汐見千佳。今年36歳になる彼女は、かつてアイドルグループ・Rincsに所属するバリバリのシンガーだった。業界に入ったのは中学3年の時で、彼女の両親がオーディションを積極的に受けさせた結果、某大手プロダクションに気に入られたとのことだ。それから一年後、高校生活を続けながら活動していた彼女に、当時の事務所社長から新グループ結成の話を持ち掛けられた。それが千佳さんにとって非常にうれしい事だったらしく、人の笑顔を見るのが大好きな自分にピッタリな仕事だと思っていたようだ。だが、結成当初こそグループ内の雰囲気も良かったものの、その後はアイドル活動に対するスタンスで他のメンバーと対立し、一時期はマスコミのゴシップも相当なものだったようだ。結局グループは活動2年ほどであっさり空中分解、決定的な原因は事務所社長とグループリーダーとの不倫発覚で、千佳さんはその煽りを受けて芸能活動をやめることとなった。
そんな彼女を救ったのが俺の母親であった。OBとして何度か彼女と会っていた母は、人を幸せにできる仕事として小さな児童保育施設を開くことを勧めた。勿論そのためには資格取得などの準備が必要だったので、その勉強を熱心に行った。母も彼女に対してはそして2年後、自宅を改装して施設を始めたのだ。その名はSKIN。「無理に飾ることなく過ごせる家」という願いが込められている。
しかし、彼女に大きな転機が訪れた。それは施設を始めて間もないころの深夜であった。就寝の準備をしていた彼女に、一本の電話が鳴った。発信者は俺達の母だった。
「先輩、いったいどうしたんですか?」
「預かって……」
「え……」
「……今、そっちに私の子どもたちを送ったから。これからはあなたがあの子たちを守って……」
「先輩!?どうしてそんな……」
「理由は言えない。でも、信じてるわ……」電話が切れた。
程なくしてインターホンが鳴る。玄関ドアの小窓から外を見ると、
そこには乳母車に乗った赤ん坊と、その横で下を向く少女がいた。
俺達はこうして、新たな「母親」の下での生活を送ることになった。
-舞台を、今に戻そうか。
それから数十分後、俺はかつての家に戻ってきた。玄関をくぐり、「ただいま」と言ってみる。すると、
「わぁぁぁぁ、お兄ちゃんだ!」
「久しぶり、アインお兄ちゃん」
沢山の子どもたちがやってきた。
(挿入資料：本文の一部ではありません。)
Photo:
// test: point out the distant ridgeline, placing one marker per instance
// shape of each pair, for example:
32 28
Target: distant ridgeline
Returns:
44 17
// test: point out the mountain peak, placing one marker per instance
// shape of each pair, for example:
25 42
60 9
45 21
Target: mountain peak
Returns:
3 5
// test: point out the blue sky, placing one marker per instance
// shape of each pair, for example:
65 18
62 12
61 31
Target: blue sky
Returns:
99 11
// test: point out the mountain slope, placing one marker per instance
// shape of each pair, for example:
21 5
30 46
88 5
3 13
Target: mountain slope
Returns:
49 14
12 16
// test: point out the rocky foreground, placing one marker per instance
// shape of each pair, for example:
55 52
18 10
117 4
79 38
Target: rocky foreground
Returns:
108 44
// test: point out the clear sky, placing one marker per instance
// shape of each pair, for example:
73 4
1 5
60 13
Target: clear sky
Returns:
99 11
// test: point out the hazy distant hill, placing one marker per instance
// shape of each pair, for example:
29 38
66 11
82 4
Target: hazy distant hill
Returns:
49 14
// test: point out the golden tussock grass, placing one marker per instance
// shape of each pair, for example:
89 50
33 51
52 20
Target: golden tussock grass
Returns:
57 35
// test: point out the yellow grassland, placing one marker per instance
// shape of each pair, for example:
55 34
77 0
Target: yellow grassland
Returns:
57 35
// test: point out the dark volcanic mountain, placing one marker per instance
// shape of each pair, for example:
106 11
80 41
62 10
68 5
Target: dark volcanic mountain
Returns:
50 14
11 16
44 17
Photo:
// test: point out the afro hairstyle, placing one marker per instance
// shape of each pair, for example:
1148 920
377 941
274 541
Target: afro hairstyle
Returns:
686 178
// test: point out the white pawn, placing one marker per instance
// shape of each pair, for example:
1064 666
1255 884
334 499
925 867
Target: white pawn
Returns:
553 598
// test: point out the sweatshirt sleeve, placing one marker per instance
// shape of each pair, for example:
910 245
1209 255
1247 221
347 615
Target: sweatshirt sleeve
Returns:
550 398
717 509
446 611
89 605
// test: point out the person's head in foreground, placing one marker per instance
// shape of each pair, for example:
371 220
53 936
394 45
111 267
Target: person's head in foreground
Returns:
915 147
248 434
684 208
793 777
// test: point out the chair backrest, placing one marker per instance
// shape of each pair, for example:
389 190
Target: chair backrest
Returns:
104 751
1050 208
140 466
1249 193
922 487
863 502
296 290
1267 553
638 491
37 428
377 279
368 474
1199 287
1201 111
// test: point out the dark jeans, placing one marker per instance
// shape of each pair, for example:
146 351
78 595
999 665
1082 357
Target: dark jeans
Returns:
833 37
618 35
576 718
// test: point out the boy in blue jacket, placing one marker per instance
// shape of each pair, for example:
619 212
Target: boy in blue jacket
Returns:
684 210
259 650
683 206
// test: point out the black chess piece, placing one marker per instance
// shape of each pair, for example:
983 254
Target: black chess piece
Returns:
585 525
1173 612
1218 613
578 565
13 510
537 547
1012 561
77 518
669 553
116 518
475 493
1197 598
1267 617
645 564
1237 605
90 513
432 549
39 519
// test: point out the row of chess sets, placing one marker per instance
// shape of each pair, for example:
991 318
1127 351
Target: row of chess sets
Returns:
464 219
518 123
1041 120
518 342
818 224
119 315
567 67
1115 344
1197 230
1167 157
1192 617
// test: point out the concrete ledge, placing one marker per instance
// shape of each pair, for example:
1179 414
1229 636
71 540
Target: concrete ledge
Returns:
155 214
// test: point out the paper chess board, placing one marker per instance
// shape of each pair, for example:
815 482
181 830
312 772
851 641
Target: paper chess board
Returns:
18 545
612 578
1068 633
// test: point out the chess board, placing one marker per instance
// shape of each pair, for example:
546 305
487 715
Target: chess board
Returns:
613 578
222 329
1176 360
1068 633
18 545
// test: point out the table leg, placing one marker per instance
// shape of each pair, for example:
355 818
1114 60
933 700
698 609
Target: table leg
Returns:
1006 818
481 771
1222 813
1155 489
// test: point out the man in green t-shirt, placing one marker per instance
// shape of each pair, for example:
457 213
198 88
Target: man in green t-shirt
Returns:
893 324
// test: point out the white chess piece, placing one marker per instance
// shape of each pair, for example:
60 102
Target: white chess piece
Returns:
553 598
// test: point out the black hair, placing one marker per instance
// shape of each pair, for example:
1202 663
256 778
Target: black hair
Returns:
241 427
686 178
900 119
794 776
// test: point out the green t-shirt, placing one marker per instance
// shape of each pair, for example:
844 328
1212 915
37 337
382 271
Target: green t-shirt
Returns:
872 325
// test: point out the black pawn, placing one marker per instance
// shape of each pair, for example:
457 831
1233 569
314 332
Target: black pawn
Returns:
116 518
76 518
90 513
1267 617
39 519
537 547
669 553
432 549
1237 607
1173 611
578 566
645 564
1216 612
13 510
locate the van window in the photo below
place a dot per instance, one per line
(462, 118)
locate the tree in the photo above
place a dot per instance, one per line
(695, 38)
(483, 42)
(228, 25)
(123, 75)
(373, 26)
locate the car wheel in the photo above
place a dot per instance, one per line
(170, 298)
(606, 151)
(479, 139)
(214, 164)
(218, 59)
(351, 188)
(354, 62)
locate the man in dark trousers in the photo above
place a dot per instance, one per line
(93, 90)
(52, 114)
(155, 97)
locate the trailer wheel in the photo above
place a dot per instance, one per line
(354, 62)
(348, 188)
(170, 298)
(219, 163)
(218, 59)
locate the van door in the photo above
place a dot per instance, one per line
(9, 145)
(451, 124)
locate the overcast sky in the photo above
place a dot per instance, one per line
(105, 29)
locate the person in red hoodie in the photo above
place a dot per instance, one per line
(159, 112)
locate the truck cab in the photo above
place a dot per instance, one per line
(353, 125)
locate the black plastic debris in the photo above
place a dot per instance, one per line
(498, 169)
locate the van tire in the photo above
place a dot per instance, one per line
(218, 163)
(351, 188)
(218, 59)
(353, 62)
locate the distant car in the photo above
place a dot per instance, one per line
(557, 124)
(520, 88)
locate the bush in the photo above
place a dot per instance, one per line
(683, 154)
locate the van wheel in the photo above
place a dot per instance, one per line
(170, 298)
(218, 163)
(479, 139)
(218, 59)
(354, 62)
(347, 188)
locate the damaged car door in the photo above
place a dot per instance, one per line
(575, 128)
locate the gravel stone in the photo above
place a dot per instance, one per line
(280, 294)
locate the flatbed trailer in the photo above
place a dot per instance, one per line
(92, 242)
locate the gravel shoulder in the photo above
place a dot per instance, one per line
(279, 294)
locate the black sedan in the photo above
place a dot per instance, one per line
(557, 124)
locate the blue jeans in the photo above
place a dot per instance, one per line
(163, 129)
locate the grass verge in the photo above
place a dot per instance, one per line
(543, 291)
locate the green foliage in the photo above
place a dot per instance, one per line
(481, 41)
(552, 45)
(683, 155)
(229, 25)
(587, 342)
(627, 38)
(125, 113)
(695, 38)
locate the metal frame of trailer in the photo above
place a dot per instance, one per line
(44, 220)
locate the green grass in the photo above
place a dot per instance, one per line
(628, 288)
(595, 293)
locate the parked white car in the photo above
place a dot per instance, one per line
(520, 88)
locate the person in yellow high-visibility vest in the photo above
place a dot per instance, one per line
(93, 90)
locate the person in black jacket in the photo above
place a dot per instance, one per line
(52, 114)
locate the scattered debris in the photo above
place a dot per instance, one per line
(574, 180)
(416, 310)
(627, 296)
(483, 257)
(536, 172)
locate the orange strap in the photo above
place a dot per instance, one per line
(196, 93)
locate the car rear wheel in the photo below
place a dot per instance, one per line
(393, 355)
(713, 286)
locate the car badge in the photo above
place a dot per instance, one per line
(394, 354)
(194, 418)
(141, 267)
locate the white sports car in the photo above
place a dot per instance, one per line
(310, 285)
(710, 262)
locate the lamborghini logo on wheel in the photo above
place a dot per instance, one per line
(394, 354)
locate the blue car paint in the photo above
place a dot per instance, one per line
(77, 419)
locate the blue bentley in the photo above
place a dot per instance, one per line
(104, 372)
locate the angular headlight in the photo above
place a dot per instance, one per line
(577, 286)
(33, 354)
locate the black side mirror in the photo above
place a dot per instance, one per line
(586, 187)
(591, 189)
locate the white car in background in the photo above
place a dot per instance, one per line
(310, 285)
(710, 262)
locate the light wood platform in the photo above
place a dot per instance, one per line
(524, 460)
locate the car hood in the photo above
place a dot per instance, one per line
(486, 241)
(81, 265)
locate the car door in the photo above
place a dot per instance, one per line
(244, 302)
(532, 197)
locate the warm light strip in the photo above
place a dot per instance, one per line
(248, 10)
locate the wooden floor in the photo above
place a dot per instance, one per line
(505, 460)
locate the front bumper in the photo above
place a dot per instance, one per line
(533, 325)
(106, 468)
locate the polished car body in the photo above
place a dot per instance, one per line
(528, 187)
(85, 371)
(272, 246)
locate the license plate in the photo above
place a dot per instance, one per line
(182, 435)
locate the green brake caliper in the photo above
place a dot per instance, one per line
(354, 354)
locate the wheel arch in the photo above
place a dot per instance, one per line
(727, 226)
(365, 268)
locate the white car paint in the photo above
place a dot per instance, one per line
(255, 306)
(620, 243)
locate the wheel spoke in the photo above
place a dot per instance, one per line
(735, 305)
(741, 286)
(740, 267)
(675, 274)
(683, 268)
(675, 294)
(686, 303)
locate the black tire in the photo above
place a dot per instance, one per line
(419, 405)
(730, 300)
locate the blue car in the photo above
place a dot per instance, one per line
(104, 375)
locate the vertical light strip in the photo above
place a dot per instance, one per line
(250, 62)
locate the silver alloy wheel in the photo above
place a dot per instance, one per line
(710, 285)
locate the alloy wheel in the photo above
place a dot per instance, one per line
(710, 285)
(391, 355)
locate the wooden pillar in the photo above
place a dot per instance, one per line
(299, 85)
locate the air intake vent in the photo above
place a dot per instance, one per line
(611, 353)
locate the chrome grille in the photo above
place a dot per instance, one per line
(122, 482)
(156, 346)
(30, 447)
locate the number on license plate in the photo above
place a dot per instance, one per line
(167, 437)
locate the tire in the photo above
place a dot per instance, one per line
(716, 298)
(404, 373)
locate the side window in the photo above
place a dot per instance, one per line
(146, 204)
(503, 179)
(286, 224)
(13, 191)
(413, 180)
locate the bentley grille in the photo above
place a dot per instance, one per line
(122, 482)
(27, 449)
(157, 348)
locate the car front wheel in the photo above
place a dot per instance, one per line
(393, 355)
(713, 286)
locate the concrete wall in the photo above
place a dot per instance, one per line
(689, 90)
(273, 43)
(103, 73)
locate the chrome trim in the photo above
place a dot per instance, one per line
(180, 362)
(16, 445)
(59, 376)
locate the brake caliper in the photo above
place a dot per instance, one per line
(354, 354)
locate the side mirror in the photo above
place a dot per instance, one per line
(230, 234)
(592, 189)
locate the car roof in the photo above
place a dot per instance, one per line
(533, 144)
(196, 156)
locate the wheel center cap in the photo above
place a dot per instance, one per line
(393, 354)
流石に3年もたつと顔や体格が幾分か変わってはいるが、すっかり忘れるほどの変化ではなかった
「千佳さん、ホントのことは言ったんですよね」
「ええ。隠し事をしてもよくないからね、皆にも、あなたにも」
「じゃあ、なんで……」
「心配だったのよ。あなたのことが」
この子供たちは、俺や姉ちゃんが面倒を見ていた奴らだ。彼らには親がいるが、仕事などで忙しくて一緒に遊べないということが多々あった。この家ではそんな子どもたちを一時的に預かり、同年代や年長・年少の子たちと一緒に遊ばせることで寂しさを紛らわせるようになっている。かつての俺も千佳さんの手伝いをしていて、「アインお兄ちゃん」と呼ばれていた。姉ちゃんの死で完全にふさぎ込んでいた時も、皆辛かっただろうに励まそうとしてくれたのだ。
「おう、お前ら。親御さんは反対しなかったのか?」
『大丈夫だよ、みんなで迎えてあげようって言ってた!』一斉に声をそろえて言う。
「そうか、ありがとうな」思わず笑みがこぼれる。
「やったー、お兄ちゃん笑った笑った!」調子よく叫ぶのは、ここのガキ大将的ポジションである扇町洋太だ。彼の家は両親共働きで、夜遅くまで帰ってこないことも多々あるという。3年経って小学5年生となった今でも、学校が終わればここに来て時間を過ごすらしい。
「洋太君は阿陰君がいない間、ここの手伝いを頑張ってくれたのよ」と千佳さんが教えてくれた。
「そうか……偉いな、お前は」何時の間にか背が伸びた洋太の頭を撫でつつ、聞きたい事を思い出した。
「ところで、学校のダチはどうしてる?やっぱ殆ど近所の高校に行ったのか?」
「ええ、そうよ。何人かは市外の私立高に通っているけどね」
「それじゃあ」俺はわずかな期待をもって、こう質問した。
「実希もまだ、この町にいるんだな?」
返ってきたのは、それから僅かな遅れの後。
「実希ちゃんは……家族の都合で引っ越したのよ」辛そうな表情で、千佳さんは俺に語り掛けた。「その時、こんなものも渡してくれたわ」
俺は彼女からそれを受け取った。少女雑誌の付録についてきそうな封筒。表には「阿陰君へ」と書いてある。
「……そっか。まぁ、図々しいよな、こんなことしといてあいつに顔を合わせるのもさ……」
「阿陰君……」千佳さんや子どもたちに心配させてしまった罪悪感と、自分の整理できない複雑な感情が混ざり合って、俺はこの場に居辛くなった。
「部屋に上がるよ。晩飯の時にはちゃんと降りるから」
そういって俺は、二階への階段を上がった。
二階には三つの部屋があるが、一つは物置で、他二つが俺達の部屋となっていた。姉ちゃんが死んでからも、姉ちゃんの部屋は片づけられず定期的に掃除されているだけで、生前とほぼ変わりがなかった。
そして俺の部屋も、逮捕前と変わらないままだった。
「……実希……」荷物を床において、後ろ手で部屋のカギを閉めた俺は、ベッドの上で手紙を読み始めた。